This lithograph from the Chris Berry Collection was used by the Sparks Circus at about the time that John Ringling bought the show as part of his purchase of the American Circus Corporation only a couple of weeks before the stock market crashed in October of 1929. Posters for Sparks Circus are relatively scarce, and this one is no exception.
Sparks was originally known as the “John H. Sparks Old Virginia Shows,” a circus that originally traveled by wagon in the Southern United States.
By the time that World War I started, John’s adopted son Charles Sparks had the circus on rails, and by the mid 1920s its train required 20 railroad cars.
In the fall of 1928 Charles Sparks sold his show to Henry Gentry who had operated the Gentry Bros. Circus with his brothers…but what Sparks did not know was that Gentry was only working as an agent for Bert Bowers and Jerry Mugivan, owners of the American Circus Corporation. According to circus-lore Sparks was furious as he did not respect Bowers and Mugivan and when they had tried to purchase the show previously he had always refused.
Although the American Circus Corporation had a large winter quarters facility in Peru, Indiana, the Sparks Circus never moved out of its quarters in Macon, Georgia – and the 1929 tour origiginated from there.
When John Ringling took possession of the Sparks Circus as part of the acquisition of the A.C.C. he too kept the show in Macon, and the Sparks train was actually hitched to the Ringling train and taken north toward its first date in Chester, Pennsylvania in May of 1931.
By 1931 The Great Depression was having an effect on John Ringling’s empire and the Sparks Circus of 1931 was much smaller than previous seasons and used recorded music instead of a live band.
Sparks closed its 1931 season in Sarasota and the equipment was stored at the Ringling winter quarters until 1938 when most of the wagons were burned and the scrap iron salvaged.
In 1946 a promoter named James Edgar leased the Sparks title from Ringling for a truck show that he framed that season, and in 1947 Edgar converted his show to rails.
After one season Edgar’s incarnation of the Sparks Circus closed and the title was never used again.
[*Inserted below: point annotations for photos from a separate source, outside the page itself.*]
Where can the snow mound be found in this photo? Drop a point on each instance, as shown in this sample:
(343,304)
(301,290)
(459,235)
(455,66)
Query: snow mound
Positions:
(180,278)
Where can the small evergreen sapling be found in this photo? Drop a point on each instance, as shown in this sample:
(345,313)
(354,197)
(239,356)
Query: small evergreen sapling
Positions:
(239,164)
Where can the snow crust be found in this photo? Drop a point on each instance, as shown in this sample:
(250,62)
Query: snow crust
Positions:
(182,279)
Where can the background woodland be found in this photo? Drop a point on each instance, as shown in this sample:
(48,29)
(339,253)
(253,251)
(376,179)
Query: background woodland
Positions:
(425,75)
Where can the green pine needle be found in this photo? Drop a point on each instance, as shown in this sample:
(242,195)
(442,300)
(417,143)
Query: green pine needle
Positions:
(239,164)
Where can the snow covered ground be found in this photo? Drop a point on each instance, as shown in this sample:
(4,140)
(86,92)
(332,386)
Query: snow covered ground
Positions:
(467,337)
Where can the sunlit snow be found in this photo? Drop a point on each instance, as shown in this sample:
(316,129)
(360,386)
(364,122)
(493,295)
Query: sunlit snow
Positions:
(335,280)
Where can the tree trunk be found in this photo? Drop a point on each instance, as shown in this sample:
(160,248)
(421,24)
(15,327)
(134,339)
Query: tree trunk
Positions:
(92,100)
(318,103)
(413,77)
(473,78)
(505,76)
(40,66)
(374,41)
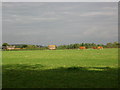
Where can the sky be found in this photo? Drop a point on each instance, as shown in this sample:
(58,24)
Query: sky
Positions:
(45,23)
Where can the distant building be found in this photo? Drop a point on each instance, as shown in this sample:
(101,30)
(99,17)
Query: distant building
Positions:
(8,47)
(52,47)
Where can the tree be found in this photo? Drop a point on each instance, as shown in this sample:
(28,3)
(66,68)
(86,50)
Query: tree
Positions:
(24,46)
(5,44)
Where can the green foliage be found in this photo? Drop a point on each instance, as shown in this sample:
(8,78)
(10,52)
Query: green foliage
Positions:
(60,69)
(5,44)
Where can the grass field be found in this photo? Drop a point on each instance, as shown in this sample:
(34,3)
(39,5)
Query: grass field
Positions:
(60,69)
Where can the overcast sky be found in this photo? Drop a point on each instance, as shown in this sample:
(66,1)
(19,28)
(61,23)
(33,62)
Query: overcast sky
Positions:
(60,23)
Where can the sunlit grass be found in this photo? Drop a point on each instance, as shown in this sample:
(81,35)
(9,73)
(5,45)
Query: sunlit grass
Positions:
(60,68)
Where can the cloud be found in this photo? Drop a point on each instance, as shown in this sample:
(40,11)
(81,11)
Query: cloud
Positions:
(59,23)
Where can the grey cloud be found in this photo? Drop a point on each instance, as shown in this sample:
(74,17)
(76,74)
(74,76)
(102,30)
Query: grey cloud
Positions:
(59,23)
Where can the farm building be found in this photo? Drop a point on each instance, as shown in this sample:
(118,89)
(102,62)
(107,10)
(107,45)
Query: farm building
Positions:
(52,47)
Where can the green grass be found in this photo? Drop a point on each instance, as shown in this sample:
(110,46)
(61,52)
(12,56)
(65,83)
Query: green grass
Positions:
(60,69)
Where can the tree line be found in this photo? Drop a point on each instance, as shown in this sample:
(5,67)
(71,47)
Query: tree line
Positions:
(70,46)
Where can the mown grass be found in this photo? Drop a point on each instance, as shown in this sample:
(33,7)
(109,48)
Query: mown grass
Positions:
(60,69)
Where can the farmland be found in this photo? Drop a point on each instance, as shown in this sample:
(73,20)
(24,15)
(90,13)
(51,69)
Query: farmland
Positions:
(60,68)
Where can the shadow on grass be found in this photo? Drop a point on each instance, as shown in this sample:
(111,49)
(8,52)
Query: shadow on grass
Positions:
(35,76)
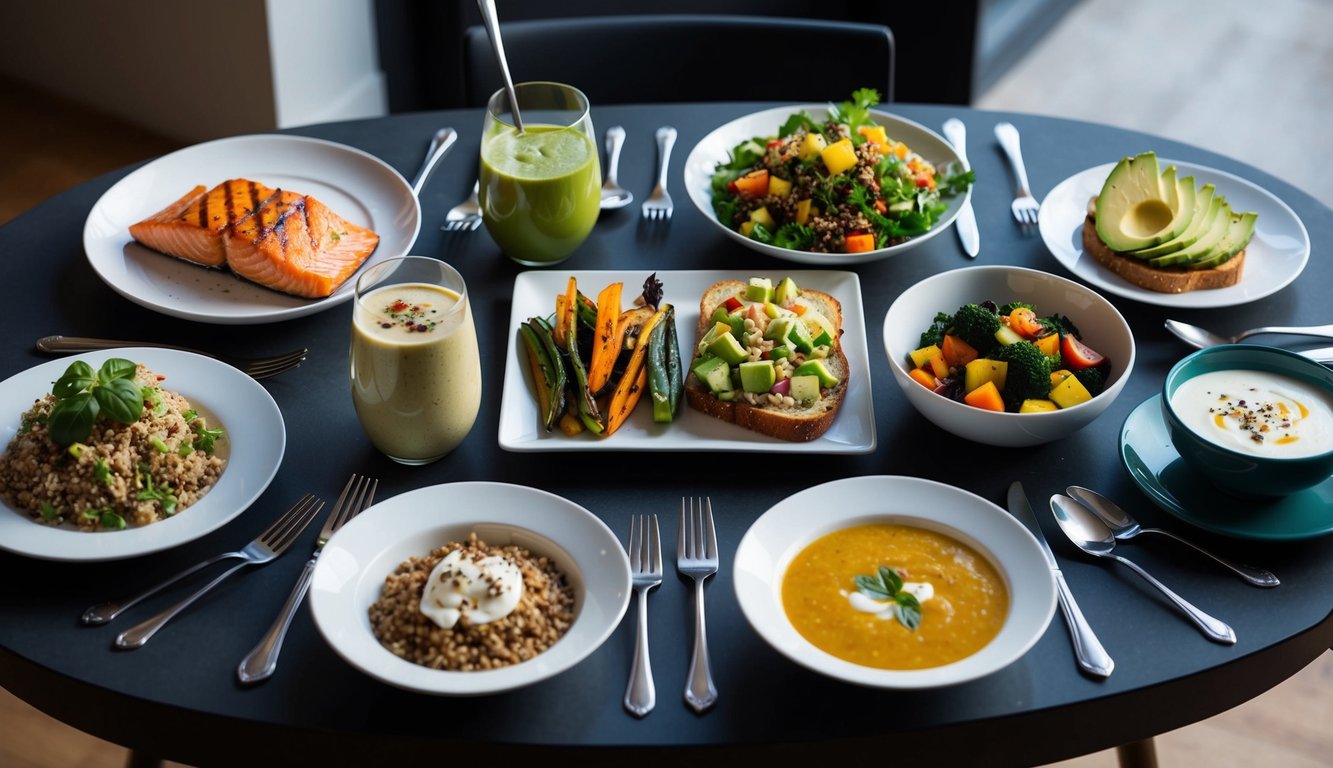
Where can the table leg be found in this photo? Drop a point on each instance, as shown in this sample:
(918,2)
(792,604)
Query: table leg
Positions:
(1137,755)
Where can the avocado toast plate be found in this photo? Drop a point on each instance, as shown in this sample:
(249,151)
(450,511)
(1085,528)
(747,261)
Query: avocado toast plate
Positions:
(1275,256)
(533,295)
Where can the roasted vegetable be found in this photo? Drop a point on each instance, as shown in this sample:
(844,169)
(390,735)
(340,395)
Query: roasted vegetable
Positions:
(605,343)
(664,372)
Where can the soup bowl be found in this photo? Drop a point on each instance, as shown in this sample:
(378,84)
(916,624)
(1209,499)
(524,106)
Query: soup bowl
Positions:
(781,534)
(1260,464)
(1101,326)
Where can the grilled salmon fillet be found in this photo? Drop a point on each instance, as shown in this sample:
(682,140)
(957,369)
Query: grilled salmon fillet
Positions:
(276,238)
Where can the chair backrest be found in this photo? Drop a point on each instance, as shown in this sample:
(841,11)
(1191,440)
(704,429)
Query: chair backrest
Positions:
(656,59)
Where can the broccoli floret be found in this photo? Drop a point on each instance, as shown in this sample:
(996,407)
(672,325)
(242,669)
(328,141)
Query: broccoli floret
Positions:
(1028,376)
(1008,308)
(935,334)
(1092,379)
(977,326)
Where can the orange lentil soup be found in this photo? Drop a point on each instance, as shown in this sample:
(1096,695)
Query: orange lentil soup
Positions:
(965,612)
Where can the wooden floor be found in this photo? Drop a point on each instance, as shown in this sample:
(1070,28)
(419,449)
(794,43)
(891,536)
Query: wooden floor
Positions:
(1255,83)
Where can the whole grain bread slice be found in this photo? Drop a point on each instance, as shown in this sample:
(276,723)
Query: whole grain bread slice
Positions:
(1165,280)
(795,423)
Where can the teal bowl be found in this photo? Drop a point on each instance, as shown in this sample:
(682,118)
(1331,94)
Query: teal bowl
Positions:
(1235,471)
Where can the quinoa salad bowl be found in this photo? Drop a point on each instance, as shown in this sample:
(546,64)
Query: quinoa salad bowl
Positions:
(204,448)
(913,143)
(369,580)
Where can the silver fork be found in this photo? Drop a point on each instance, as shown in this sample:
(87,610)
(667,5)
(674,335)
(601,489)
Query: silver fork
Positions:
(645,563)
(260,663)
(696,556)
(465,216)
(267,547)
(659,207)
(253,367)
(1025,207)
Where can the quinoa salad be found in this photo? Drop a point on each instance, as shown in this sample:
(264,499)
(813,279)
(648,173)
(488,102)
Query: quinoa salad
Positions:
(840,187)
(479,638)
(108,450)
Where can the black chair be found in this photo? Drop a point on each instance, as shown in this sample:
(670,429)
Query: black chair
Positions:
(656,59)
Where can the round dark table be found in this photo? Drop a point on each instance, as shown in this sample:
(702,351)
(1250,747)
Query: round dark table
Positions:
(179,698)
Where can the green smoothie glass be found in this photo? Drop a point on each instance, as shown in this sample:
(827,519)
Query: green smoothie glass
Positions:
(540,190)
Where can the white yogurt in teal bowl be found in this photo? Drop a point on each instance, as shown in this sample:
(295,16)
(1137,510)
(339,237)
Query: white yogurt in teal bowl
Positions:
(1256,422)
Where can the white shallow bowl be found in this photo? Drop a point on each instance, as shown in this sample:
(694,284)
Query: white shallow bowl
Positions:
(717,146)
(1100,323)
(780,534)
(349,575)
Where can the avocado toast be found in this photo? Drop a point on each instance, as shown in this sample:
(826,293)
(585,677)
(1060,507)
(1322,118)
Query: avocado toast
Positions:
(768,359)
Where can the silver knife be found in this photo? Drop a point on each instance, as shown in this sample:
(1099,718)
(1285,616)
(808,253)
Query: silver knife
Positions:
(968,235)
(1092,658)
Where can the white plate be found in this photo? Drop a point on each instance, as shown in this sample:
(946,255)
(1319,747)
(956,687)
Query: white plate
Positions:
(535,295)
(353,564)
(717,147)
(1276,255)
(359,187)
(255,440)
(781,532)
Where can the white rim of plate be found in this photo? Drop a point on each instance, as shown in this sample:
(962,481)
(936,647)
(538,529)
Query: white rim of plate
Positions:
(255,431)
(788,527)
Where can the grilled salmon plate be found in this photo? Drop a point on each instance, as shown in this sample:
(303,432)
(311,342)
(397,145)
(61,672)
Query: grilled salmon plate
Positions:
(276,238)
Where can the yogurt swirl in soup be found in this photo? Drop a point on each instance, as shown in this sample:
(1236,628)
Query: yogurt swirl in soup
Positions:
(1257,412)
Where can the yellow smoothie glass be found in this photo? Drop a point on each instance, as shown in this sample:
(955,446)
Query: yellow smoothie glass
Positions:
(540,190)
(415,366)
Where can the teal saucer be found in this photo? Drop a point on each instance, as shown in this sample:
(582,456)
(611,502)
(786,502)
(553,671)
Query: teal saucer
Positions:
(1159,471)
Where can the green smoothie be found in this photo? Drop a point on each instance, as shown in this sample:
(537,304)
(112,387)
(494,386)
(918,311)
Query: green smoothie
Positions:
(540,191)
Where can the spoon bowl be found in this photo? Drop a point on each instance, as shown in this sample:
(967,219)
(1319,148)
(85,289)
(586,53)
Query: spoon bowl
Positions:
(1124,527)
(1203,338)
(1089,534)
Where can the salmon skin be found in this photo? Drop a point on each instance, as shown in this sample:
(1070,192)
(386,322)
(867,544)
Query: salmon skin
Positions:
(276,238)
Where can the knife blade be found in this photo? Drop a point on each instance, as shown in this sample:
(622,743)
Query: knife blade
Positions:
(1088,651)
(967,222)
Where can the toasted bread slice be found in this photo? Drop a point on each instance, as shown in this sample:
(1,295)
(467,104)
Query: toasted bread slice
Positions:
(795,423)
(1161,280)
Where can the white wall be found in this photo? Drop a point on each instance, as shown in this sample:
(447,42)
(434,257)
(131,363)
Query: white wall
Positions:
(192,70)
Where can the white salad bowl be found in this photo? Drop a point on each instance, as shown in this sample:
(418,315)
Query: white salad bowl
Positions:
(717,147)
(1100,323)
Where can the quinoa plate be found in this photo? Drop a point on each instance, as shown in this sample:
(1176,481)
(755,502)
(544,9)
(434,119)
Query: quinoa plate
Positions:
(827,184)
(108,450)
(117,455)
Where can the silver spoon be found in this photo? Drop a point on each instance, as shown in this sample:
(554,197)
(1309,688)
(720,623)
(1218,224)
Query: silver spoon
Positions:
(613,195)
(1201,338)
(1124,527)
(492,22)
(1092,536)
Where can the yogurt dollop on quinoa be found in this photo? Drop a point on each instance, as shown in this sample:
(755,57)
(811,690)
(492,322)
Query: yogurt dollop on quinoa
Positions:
(1257,412)
(463,584)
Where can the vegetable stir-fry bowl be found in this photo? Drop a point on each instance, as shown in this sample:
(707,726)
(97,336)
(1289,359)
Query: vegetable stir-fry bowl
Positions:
(1100,328)
(827,184)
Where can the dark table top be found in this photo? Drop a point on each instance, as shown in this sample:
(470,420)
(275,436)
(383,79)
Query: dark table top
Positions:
(179,698)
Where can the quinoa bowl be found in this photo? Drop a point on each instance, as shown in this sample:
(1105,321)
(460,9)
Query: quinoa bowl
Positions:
(207,492)
(717,147)
(372,572)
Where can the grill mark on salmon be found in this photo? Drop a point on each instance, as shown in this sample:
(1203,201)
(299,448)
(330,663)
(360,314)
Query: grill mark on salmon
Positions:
(275,238)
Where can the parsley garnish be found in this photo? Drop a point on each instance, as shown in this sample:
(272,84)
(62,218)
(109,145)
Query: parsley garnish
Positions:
(887,586)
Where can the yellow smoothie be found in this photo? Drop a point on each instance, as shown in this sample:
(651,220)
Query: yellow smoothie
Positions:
(540,191)
(416,371)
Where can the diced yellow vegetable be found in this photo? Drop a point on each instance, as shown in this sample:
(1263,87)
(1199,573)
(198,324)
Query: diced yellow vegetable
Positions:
(812,146)
(981,371)
(763,216)
(923,355)
(803,211)
(839,156)
(1069,392)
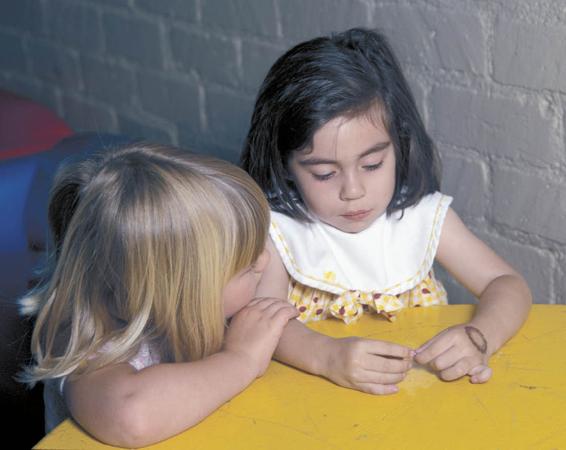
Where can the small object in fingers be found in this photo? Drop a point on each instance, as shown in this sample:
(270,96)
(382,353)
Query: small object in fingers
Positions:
(398,358)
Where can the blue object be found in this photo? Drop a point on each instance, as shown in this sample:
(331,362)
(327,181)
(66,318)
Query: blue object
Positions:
(24,192)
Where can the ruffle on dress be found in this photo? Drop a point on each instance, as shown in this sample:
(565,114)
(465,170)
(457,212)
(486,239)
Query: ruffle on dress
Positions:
(314,304)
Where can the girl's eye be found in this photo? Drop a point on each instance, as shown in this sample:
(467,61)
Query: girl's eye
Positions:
(371,167)
(323,177)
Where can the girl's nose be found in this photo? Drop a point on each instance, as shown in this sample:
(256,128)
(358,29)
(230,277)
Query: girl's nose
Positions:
(352,188)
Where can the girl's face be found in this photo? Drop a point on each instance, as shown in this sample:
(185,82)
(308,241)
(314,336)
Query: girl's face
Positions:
(242,286)
(347,177)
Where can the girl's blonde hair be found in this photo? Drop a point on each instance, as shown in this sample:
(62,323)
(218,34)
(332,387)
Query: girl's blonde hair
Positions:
(146,238)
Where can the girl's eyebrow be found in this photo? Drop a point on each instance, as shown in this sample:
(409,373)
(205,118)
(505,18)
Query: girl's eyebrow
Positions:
(317,161)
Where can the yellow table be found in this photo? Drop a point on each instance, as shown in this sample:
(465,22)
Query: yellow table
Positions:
(522,407)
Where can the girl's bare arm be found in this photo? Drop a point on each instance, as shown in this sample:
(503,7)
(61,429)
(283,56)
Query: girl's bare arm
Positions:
(504,304)
(121,406)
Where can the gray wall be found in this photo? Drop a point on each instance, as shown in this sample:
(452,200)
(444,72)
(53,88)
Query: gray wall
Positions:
(489,76)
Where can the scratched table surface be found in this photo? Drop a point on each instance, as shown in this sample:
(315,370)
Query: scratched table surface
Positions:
(522,407)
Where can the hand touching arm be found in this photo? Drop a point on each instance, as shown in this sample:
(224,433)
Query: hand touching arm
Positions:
(364,364)
(504,304)
(123,407)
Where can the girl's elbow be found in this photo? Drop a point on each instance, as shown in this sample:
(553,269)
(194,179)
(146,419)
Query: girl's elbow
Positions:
(128,427)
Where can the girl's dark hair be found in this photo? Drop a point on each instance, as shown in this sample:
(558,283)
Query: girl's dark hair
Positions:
(345,74)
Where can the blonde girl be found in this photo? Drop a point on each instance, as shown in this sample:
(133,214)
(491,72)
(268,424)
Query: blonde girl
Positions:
(154,249)
(338,145)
Several of the wagons were picked up by the Clyde Beatty Railroad Circus including the ticket wagon that was later put on the chassis of a series of trucks and used for many years by Clyde Beatty-Cole Bros.
-Chris Berry
My Grandfather worked for Sparks Circus as a young man. I have photos if anyone is interested.
Hey Alison, I’m actually producing a show of Elephant’s Graveyard next Spring, the play that revolves around Sparks Circus and tells the story of Mary the elephant. If you have the pictures, I’d absolutely love to see them for better reference of historical accuracy! If you’d like, you could send copies to my email at jacobrubino11@gmail.com!
Wanted to check in and see if you ever saw this comment, Alison! We’d still be very interested in photos!
Very interesting information here. I would like to know more about the original owner John Sparks. Was he from the Sparks brothers and Cousins that migrated from Fareham Hampshire England about 1662. Most settled in Queen Anns County and Frederick County Maryland. Their descendants moved down the Great Wagon Trail into Virginia and my branch went through North Carolina and on to Tennessee. See Sparks Family Tree or Sparks Quarterly.